Прошло полгода. Наступил ноябрь. Я просто места себе не находила. «Полгода не видела я своей дочки. Какая же я после этого мать?!» — все казнилась я. Не выдержала и пошла к Петре.
— Хочу, Петре, ехать в Ереван. Повидаться с Викторией.
— Напрасно ты едешь. Я получил известие, что товарищ Виктория здорова,— начал он успокаивать.
— Нет. Я должна поехать и увидеть ее.
— А деньги на дорогу у тебя есть? — спросил он.
— Нет. Но у меня есть ковер. Продам его и поеду.
Петре призадумался.
— Ну, если ты твердо решила ехать, то зачем тебе тратить свои гроши. Я тебя отправлю как свою мать. У меня есть право на бесплатный проезд.
— Спасибо, спасибо, сынок. Пусть бог исполнит все твои желания.
— Это мой долг. Я многим обязан товарищу Виктории. Только ты вот что мне скажи: приедешь в Ереван, куда ты пойдешь, у кого остановишься?
И правда, я совсем не подумала об этом. «К кому я пойду, у кого остановлюсь? На улице нельзя жить. Ведь теперь не лето, чтобы можно было свернуться в комочек под какой-нибудь стеной. Скоро зима. В горах уже выпал снег».
— Я сама, Петре, не знаю, к кому пойду. Ни родных, ни знакомых у меня там нет. В первый раз еду в Ереван. В первый раз сажусь в поезд.
Я не выезжала еще из нашего города. Несколько раз поднималась пешком в Саригюх на богомолье — только и всего! А поездом ни разу не ездила. Случалось ходить на вокзал — провожать наших дачников и укладывать их вещи в вагон. Но чтоб самой куда-нибудь поехать — не бывало.
— Ничего, ты не беспокойся, мать,— утешал меня Петре.— Я поручу тебя знакомому кондуктору и попрошу его, чтоб он отвел тебя к моему хорошему товарищу, к Артушу, он живет как раз близко от станции.
Дай бог здоровья Петре, он так и сделал.
Перед отъездом я собрала вещи Виктории — старую юбку, фуфайку, чулки, приготовила продукты, все это уложила в два узелка. Надела на себя несколько платьев, накинула шаль и пошла на вокзал.

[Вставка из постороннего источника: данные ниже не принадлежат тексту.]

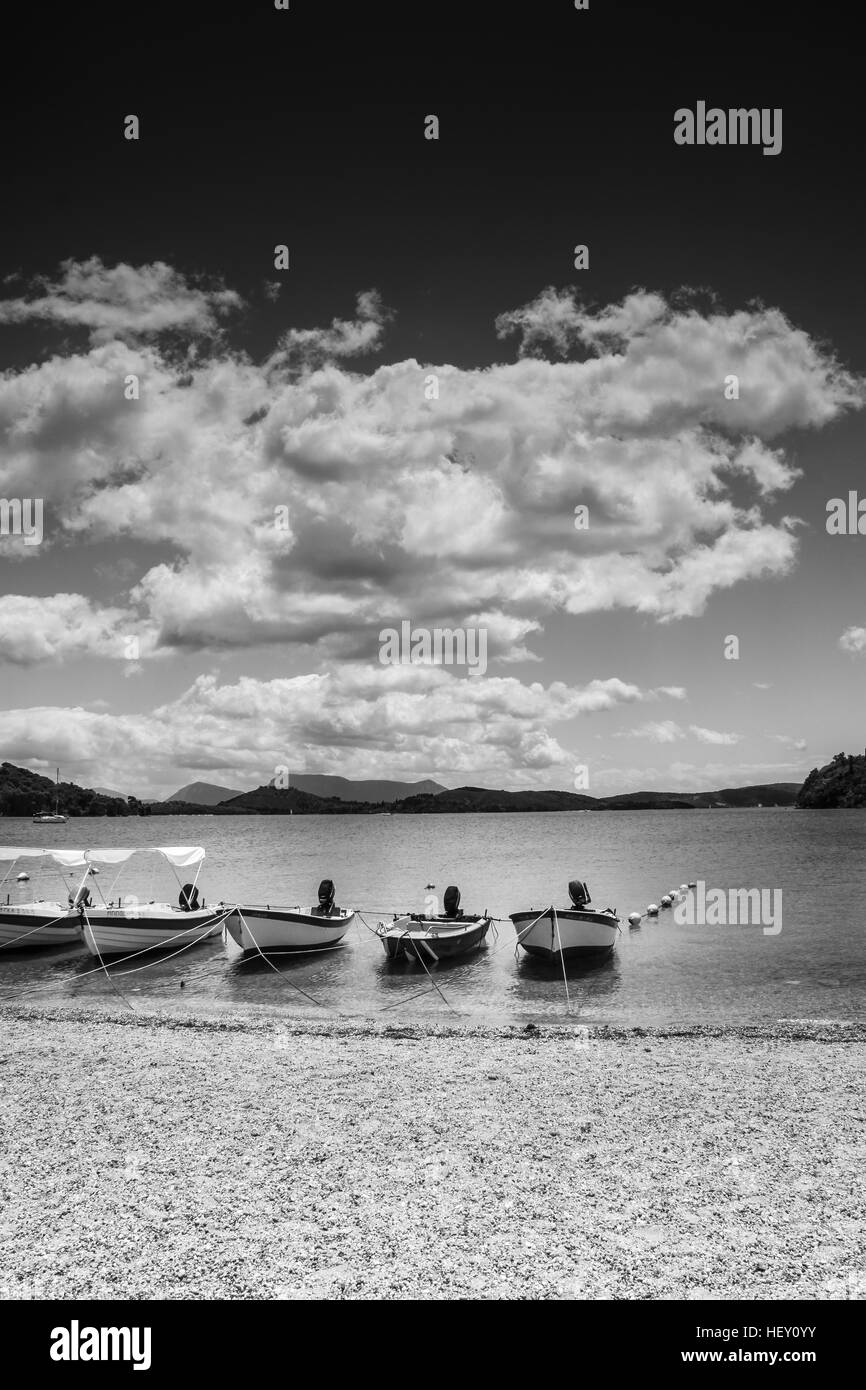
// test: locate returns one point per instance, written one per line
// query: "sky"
(220, 555)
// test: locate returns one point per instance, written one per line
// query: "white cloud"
(658, 731)
(345, 338)
(357, 722)
(60, 627)
(437, 510)
(123, 300)
(713, 736)
(854, 640)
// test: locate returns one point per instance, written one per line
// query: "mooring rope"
(562, 959)
(282, 975)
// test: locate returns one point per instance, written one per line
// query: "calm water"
(662, 973)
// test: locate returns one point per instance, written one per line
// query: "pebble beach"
(231, 1157)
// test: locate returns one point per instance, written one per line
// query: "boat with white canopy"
(132, 926)
(39, 922)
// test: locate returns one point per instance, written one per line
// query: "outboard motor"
(578, 893)
(189, 898)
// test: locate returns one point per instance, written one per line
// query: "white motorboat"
(43, 922)
(577, 930)
(433, 938)
(132, 926)
(271, 929)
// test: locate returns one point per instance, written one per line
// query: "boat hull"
(34, 926)
(152, 927)
(282, 929)
(567, 933)
(433, 940)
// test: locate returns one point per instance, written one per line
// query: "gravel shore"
(163, 1157)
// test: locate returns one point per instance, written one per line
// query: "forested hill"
(24, 792)
(841, 783)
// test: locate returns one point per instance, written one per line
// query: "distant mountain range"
(345, 790)
(24, 792)
(207, 794)
(203, 794)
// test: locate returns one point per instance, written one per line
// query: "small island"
(840, 784)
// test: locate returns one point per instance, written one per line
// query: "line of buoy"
(667, 900)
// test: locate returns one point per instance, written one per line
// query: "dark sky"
(262, 127)
(306, 127)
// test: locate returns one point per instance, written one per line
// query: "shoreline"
(262, 1020)
(232, 1157)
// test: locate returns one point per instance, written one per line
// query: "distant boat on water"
(47, 818)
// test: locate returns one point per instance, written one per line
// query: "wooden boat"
(134, 926)
(274, 930)
(45, 922)
(433, 938)
(577, 930)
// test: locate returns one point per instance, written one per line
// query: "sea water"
(660, 973)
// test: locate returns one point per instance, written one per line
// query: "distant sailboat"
(47, 818)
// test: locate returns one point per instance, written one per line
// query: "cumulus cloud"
(713, 736)
(316, 506)
(357, 722)
(345, 338)
(123, 300)
(854, 640)
(658, 731)
(64, 626)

Да, забыла рассказать. Перед уходом поднялась я к Михаку. «Еду так далеко, и кто знает, вернусь ли еще сюда. Неровен час... Дай-ка,— думаю,— попрощаюсь я с ними и со спокойной совестью пойду на вокзал. Попрошу не оставлять мою квартиру без присмотра. Хоть и повесила я на двери замок, но кто знает... Я же их квартирантка, должна объявить, куда я еду». Пришла. Было уже темно, часов восемь вечера. Михак и Лизичка пили чай с вареньем. Муж, как и всегда, сидел с расстегнутым воротом, а жена — в кашемировой шали. Дочки в углу комнаты примеряли платья. Ох, уж эти дочки! Не любила я их: посыплют лицо мукой, намажут губы краской — и вон из дому, на улицу, на бульвар, на вокзал. Целый день шляются. Дома они без конца ругались или друг с другом, или с матерью, а как выйдут на улицу, так и начнутся нежности: «Аня-джан, Соня-джан!» — будто на самом деле они неразлучные. Дома у них ненависть, а на улице — ласка!
Я неученая, неграмотная женщина, мало в чем разбираюсь, но девичье, женское дело понимаю хорошо.
Только вошла это я к ним, как Анечка и Сонечка переглянулись и засмеялись.
— Пришла! — говорят.
Наверно, они думали, что я пришла просить у них помощи.